Our hardware (e.g., a universal or space-bounded Turing machine [56] or the abstract model of a personal computer) has a single life which consists of discrete cycles or time steps $t=1, 2, \ldots$. Its total lifetime $T$ may or may not be known in advance. In what follows, the value of any time-varying variable $Q$ at time $t$ will be denoted by $Q(t)$.

During each cycle our hardware executes an elementary operation which affects its variable state $s \in \cal S \subset B^*$ (without loss of generality, $B^*$ is the set of possible bitstrings over the binary alphabet $B=\{ 0, 1 \}$) and possibly also the variable environmental state $Env \in \cal E$ (here we need not yet specify the problem-dependent set $\cal E$). There is a hardwired state transition function $F: \cal S \times \cal E \rightarrow \cal S$. For $t > 1$, $s(t)=F(s(t-1), Env(t-1))$ is the state at a point where the hardware operation of cycle $t-1$ is finished, but the one of $t$ has not started yet. $Env(t)$ may depend on past output actions encoded in $s(t-1)$ and is simultaneously updated or (probabilistically) computed by the possibly reactive environment.

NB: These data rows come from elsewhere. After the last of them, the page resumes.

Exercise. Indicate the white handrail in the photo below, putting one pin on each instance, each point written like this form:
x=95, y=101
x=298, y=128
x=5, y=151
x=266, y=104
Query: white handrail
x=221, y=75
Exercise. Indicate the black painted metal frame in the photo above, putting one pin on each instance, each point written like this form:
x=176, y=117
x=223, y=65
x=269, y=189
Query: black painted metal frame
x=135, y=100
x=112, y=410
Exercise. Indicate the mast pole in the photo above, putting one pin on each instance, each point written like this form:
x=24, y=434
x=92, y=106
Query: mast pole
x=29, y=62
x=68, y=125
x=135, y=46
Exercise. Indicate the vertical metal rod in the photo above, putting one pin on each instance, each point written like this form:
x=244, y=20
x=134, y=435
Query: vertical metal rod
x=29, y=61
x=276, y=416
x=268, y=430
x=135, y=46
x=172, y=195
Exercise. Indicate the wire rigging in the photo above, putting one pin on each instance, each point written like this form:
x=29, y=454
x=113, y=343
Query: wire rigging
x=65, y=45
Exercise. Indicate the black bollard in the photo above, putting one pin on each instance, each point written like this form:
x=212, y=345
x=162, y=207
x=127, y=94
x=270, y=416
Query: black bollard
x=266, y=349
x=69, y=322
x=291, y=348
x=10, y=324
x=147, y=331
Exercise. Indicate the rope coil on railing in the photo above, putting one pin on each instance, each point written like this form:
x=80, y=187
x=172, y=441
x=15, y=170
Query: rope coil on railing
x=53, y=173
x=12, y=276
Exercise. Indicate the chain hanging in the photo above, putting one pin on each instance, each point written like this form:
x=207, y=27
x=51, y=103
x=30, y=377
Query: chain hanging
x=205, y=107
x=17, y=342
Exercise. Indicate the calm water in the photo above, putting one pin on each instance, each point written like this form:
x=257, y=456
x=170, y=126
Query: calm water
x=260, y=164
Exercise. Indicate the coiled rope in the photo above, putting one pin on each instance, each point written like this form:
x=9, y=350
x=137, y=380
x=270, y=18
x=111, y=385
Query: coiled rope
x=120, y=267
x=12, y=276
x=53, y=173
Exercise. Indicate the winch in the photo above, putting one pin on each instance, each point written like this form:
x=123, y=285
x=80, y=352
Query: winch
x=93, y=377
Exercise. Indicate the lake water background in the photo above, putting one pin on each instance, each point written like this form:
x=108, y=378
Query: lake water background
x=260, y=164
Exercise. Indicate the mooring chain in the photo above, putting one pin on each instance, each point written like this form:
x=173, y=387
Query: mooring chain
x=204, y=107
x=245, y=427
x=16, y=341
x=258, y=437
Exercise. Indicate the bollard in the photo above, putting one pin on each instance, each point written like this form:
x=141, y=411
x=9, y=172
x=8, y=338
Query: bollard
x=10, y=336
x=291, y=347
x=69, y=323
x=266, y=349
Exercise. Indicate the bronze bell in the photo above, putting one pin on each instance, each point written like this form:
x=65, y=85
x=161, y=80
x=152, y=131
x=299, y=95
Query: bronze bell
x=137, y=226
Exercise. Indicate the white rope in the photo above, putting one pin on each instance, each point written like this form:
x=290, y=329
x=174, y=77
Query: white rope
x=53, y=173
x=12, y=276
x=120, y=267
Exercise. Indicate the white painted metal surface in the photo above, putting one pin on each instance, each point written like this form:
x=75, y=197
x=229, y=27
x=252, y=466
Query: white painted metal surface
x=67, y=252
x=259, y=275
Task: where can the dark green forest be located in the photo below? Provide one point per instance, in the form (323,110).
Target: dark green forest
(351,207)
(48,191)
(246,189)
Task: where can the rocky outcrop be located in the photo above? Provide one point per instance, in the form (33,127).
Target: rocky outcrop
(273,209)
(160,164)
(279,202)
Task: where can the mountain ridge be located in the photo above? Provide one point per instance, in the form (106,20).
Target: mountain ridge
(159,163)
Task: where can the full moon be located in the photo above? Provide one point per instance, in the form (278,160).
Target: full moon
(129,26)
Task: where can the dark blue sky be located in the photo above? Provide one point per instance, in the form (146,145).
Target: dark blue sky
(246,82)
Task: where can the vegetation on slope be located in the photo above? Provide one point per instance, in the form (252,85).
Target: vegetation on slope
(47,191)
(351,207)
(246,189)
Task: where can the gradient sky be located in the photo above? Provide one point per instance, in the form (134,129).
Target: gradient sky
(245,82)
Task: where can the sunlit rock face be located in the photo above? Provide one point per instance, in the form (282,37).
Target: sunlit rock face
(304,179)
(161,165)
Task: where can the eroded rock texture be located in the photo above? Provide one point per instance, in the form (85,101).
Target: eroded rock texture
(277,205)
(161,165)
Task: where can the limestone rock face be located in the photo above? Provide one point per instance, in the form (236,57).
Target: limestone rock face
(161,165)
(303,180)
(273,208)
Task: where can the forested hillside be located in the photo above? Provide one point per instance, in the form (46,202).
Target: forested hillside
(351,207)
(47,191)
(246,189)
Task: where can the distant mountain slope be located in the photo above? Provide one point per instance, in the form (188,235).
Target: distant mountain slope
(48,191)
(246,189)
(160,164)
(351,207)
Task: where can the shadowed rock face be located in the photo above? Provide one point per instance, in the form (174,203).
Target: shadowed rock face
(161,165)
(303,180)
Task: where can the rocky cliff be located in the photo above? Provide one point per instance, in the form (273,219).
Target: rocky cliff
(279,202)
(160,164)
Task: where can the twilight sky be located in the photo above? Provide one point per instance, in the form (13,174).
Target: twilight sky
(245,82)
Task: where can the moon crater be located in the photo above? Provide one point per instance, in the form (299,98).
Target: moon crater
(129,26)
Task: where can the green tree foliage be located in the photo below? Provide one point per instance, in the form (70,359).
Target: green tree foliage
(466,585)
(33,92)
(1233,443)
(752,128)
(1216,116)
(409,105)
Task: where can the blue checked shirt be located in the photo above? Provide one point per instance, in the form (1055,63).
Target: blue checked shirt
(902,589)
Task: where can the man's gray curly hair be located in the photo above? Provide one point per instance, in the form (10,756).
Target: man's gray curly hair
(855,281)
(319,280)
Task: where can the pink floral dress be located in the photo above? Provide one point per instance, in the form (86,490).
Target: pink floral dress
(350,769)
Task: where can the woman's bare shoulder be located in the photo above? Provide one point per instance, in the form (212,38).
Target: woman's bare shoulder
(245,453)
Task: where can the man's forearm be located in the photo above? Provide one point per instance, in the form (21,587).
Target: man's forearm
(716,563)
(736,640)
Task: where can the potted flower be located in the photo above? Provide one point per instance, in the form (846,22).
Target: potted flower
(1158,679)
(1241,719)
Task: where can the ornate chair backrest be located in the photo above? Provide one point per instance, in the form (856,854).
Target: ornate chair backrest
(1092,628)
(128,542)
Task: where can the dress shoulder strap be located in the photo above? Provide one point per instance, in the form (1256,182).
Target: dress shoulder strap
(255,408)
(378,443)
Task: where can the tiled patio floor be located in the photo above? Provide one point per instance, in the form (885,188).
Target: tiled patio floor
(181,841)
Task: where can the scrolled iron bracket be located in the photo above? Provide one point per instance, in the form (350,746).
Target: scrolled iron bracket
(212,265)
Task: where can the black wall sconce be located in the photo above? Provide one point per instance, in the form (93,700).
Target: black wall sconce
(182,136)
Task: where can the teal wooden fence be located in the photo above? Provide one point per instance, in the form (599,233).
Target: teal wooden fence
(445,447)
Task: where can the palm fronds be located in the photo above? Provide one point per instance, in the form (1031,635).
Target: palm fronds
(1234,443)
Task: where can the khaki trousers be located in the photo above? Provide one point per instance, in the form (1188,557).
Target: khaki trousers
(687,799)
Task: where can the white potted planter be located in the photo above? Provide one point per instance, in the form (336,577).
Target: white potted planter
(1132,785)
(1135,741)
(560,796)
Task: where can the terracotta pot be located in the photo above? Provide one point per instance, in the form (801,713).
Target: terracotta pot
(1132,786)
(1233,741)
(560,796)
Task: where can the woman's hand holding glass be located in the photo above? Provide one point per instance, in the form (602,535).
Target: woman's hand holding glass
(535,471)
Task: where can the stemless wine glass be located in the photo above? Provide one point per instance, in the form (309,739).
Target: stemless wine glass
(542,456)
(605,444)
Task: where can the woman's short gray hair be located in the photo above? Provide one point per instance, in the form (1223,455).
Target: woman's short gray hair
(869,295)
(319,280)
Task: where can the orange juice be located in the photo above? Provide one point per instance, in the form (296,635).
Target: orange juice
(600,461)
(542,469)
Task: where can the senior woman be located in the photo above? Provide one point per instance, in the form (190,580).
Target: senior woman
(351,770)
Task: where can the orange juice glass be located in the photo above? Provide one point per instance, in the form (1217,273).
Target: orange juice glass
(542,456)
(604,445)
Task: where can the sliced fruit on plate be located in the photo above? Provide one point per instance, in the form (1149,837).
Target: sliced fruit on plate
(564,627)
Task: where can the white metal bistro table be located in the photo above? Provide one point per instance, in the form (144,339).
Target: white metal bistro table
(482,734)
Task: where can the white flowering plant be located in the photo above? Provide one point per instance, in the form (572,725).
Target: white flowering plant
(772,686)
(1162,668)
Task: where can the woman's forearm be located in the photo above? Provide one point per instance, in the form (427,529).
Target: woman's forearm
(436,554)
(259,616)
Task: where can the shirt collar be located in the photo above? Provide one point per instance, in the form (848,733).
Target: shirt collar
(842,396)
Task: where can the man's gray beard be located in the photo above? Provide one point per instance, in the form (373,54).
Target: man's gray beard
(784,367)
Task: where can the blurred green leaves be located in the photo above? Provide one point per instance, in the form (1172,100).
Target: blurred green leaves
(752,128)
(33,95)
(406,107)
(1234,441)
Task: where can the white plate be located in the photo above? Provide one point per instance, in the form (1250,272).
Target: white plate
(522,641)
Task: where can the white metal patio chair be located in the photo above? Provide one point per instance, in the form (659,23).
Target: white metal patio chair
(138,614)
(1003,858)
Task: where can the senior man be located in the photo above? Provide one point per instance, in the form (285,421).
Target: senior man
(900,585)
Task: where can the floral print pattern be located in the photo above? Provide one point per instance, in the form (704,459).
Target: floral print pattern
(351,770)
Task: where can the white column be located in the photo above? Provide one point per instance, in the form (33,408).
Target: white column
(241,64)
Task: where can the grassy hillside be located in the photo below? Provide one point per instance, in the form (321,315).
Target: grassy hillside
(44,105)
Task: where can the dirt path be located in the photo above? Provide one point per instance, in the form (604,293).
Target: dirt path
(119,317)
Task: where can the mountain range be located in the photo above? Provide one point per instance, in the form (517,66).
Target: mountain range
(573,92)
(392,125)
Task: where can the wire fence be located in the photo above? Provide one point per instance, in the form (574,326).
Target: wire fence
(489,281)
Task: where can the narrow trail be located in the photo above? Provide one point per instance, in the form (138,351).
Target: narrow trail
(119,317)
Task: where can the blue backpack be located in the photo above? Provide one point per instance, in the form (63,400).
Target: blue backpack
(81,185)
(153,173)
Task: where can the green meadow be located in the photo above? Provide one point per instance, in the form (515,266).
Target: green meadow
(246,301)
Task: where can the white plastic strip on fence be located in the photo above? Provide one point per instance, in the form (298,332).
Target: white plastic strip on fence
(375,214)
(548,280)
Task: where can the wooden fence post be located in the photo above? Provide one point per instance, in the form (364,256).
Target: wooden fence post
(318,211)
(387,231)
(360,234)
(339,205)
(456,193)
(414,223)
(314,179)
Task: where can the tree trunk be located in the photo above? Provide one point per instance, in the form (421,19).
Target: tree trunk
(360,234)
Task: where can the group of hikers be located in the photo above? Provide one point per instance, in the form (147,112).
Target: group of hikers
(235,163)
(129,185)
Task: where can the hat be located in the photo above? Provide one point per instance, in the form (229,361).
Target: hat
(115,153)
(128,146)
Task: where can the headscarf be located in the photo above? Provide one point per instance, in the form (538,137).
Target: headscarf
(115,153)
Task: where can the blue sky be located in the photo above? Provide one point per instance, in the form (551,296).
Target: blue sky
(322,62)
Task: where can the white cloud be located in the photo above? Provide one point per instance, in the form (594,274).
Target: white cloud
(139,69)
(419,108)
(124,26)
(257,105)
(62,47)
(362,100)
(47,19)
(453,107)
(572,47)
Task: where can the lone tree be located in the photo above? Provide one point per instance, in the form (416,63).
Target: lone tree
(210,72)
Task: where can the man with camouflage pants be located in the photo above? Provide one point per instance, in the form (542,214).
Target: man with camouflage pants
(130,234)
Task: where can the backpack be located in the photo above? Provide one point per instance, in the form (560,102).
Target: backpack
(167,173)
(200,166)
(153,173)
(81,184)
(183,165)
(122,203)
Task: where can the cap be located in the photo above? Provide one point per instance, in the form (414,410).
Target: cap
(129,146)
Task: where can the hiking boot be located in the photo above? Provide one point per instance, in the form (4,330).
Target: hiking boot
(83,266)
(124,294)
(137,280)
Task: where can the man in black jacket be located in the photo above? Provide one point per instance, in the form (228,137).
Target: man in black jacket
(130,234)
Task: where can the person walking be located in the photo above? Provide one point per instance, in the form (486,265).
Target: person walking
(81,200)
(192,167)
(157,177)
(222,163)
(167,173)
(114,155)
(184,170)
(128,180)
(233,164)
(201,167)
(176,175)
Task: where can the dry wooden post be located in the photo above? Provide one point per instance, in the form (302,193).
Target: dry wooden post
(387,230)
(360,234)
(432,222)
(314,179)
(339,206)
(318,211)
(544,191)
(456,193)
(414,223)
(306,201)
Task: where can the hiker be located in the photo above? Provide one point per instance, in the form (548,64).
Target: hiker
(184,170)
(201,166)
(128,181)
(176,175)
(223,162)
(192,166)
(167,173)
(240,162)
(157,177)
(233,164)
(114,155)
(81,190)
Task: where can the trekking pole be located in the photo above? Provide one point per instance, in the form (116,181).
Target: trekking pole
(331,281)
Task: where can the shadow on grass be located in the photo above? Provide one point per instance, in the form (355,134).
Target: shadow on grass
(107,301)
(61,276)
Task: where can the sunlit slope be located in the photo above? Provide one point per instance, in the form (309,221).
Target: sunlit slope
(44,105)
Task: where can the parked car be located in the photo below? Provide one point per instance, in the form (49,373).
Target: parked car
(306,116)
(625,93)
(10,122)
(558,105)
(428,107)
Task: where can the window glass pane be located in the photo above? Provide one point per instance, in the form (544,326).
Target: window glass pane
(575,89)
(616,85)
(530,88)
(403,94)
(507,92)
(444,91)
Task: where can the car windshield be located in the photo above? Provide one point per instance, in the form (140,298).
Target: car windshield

In order to talk conveniently about programs and data, we will often attach names to certain string variables encoded as components or substrings of $s$. Of particular interest are the three variables called time, x, y, and p:

1. At time $t$, variable $time$ holds a unique binary representation of $t$. We initialize $time(1)=\lq 1\textrm{'}$, the bitstring consisting only of a one. The hardware increments $time$ from one cycle to the next. This requires at most $O(log~t)$ and on average only $O(1)$ computational steps.

2. Variable x holds the inputs form the environment to the Gödel machine. For $t > 1$, $x(t)$ may differ from $x(t-1)$ only if a program running on the Gödel machine has executed a special input-requesting instruction at time $t-1$. Generally speaking, the delays between successive inputs should be sufficiently large so that programs can perform certain elementary computations on an input, such as copying it into internal storage (a reserved part of $s$) before the next input arrives.

3. Variable y holds the outputs of the Gödel machine. $y(t)$ is an output bitstring which may subsequently influence the environment, where $y(1)=\lq 0\textrm{'}$ by default. For example, $y(t)$ could be interpreted as a control signal for an environment-manipulating robot whose actions may have an effect on future inputs.

4. $p(1)$ is the initial software: a program implementing the original (sub-optimal) policy for interacting with the environment, represented as a substring $e(1)$ of $p(1)$, plus the original policy for searching proofs. Details will be discussed below.

At any given time $t$ ( $1 \leq t \leq T$) the goal is to maximize future success or utility. A typical ``value to go'' utility function is of the form $u(s, Env): \cal S \times \cal E \rightarrow R$, where $\cal R$ is the set of real numbers:

$$u(s, Env) = E_{\mu} \left [ \sum_{\tau=time}^{E_{\mu}(T \mid s, Env)} r(\tau)~~ \Bigg\vert ~~s, Env \right ],$$ (1)

where $r(t)$ is a real-valued reward input (encoded within $s(t)$) at time $t$, $E_{\mu}(\cdot \mid \cdot)$ denotes the conditional expectation operator with respect to some possibly unknown distribution $\mu$ from a set $M$ of possible distributions ($M$ reflects whatever is known about the possibly probabilistic reactions of the environment), and the above-mentioned $time=time(s)$ is a function of state $s$ which uniquely identifies the current cycle. Note that we take into account the possibility of extending the expected lifespan $E_{\mu}(T \mid s, Env)$ through appropriate actions.

Alternative formalizable utility functions could favor improvement of worst case instead of expected future performance, or higher reward intake per time interval etc. Clearly, most classic problems of computer science can be formulated in this framework--see examples in Section 6.2.